Since all music occupies time, it is certainly fair and useful to regard that block of time post facto, in its entirety, and consider the ways in which that duration is divided and proportioned.

Written By

DanVisconti

In last week’s post I wrote briefly about musical form, which in that context I had been discussing in terms of static “forms”: sonata-allegro movements and some short songlike pieces of my own devising. However, musical structure isn’t best understood merely as a parade of “forms” or hollow molds that notes and rhythms may be poured into; above all, musical structure is dramatic, propulsive, dynamic-properties that many blueprint-style formal analyses have a hard time adequately expressing.

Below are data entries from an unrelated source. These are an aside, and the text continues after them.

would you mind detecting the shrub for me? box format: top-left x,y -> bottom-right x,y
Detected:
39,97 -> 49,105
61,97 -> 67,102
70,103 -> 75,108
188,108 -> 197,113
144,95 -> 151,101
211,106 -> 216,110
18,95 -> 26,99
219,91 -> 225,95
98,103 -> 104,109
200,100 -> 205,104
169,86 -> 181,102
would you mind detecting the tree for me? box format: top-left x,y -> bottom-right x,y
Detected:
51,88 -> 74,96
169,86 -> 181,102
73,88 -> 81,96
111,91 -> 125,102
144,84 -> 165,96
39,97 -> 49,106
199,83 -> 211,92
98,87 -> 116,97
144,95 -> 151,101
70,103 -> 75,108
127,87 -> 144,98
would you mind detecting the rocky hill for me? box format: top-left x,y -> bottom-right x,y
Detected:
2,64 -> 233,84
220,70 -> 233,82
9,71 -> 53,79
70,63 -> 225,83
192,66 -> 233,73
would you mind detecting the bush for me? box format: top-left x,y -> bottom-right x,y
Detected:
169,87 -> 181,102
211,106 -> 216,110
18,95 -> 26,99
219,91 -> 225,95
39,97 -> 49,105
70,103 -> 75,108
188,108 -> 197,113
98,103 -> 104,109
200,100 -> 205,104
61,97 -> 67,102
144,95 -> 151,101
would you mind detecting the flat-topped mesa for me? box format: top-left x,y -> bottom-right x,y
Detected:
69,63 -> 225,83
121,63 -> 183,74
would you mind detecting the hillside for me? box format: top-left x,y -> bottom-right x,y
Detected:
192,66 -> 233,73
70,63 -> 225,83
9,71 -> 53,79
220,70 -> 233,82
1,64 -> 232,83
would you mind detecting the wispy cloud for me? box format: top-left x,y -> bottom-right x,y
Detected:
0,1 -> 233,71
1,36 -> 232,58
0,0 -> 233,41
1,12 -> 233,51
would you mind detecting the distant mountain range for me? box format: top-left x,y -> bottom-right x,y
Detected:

Since all music occupies time, it is certainly fair and useful to regard that block of time post facto, in its entirety, and consider the ways in which that duration is divided and proportioned. At the same time, there are certain musical experiences—pieces like Steve Reich’s Four Organs, for example—in which the musical structure might be better understood in terms of process rather than form.

True, there is a form associated with Four Organs, but it is not the main event, structurally speaking—it is the result of a certain way Reich goes about expanding the central 11th chord in sequential fashion. The difference between form and process might be likened to that between harmony and counterpoint, in that nothing is ever purely contrapuntal or purely homophonic. Bach’s supreme contrapuntal creations don’t cease to exude a harmonic dimension, after all; it’s just that Bach manipulates the texture in such a way as to make us focus more closely on the horizontal axis.

By the same token, musical form can sometimes be made to take a backseat to a musical process, as I believe is the case with Four Organs, or much of Conlon Nancarrow’s work, or Bach fugues for that matter (glorious examples of process over form if there ever were any). Just as it might be missing the point to obsess over a roman-numeral analysis of The Well-Tempered Clavier, so too do we acquire an incomplete understanding of musical structure when we focus on its static form to the exclusion of the dynamic processes that gave that form its shape.